И, однако, я никогда раньше не чувствовала себя москвичкой так остро, как сейчас. Сейчас, когда мы дошли почти до предместий Москвы, все, кто встал на ее защиту, все считали себя москвичами.
— Я жил в Первомайске, на Украине, — рассказывал Буженко. — Но мне всегда казалось, что само слово «Москва» можно писать только алыми буквами с золотом, чтобы от каждой буквы исходило сияние. Для меня Москва не символ, нет — это реально существующий, осязаемый организм, как головной мозг у человека. Без него нельзя жить. От него идут все нити управления жизнью. И мне очень хочется пожать руки москвичей, вставших на защиту своего города!
На большой поляне мы увидели людей в военной форме. Странно не вязались с красноармейским обмундированием золоченые пенсне и роговые очки у многих ополченцев. Уже по тому, как осторожно садились они на землю, выбирая пенек или кочку, чувствовалось, что военными эти сугубо гражданские люди стали совсем недавно.
Около Буженко и Дьякова сразу собралась группа ополченцев, начался оживленный разговор. А мне даже не нужно было разговаривать. Я просто с восхищением смотрела на москвичей, и все в них нравилось и радовало: и то, что они какие-то нескладные в своем наскоро пригнанном обмундировании, и то, как, переходя лужу, полный высокий мужчина в роговых очках осторожно, двумя пальцами, приподнимал полы шинели, и даже то, как некоторые держали винтовки — почтительно и с опаской.

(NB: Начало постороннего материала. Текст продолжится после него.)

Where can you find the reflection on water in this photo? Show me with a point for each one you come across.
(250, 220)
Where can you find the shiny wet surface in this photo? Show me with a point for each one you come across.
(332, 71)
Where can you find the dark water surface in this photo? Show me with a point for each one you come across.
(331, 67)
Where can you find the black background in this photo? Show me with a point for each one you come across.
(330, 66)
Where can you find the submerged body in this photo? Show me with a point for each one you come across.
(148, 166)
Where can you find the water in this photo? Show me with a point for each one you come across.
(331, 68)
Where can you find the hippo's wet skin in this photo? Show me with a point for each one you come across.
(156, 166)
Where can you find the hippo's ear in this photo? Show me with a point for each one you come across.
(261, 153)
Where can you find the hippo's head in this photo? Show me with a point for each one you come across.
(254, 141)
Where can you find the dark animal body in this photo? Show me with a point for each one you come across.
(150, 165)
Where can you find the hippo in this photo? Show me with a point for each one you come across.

Обернулась на знакомый голос. Передо мной в красноармейской гимнастерке, со шпалой на зеленых фронтовых петлицах стоял директор нашей школы, Николай Яковлевич. Такой же кругленький, розовощекий, только подбородки его (у него их было два) непривычно небриты. На голове, остриженной наголо, неудобно примостилась пилотка. Не успела опомниться, как Николай Яковлевич крепко обнял меня. Обхватив за шею моего дорогого директора, долго терлась щекой о его колючую щетину, скрывая навернувшиеся слезы. А когда наконец посмотрела ему в лицо, увидела, что глаза моего учителя тоже были влажны.
— Товарищи, это ученица десятого класса моей школы, — повернулся к ополченцам Николай Яковлевич. Ему очень хотелось похвастать своей ученицей. — Хорошая ученица, Конституцию наизусть знает. (Николай Яковлевич вел у нас уроки Конституции СССР.) А ну, Ира, покажем, как учились лепешинцы. Как гласит статья вторая?
Я отрапортовала, как на уроке:
— «Политическую основу СССР составляют Советы депутатов трудящихся, выросшие и окрепшие в результате свержения власти помещиков и капиталистов и завоевания диктатуры пролетариата».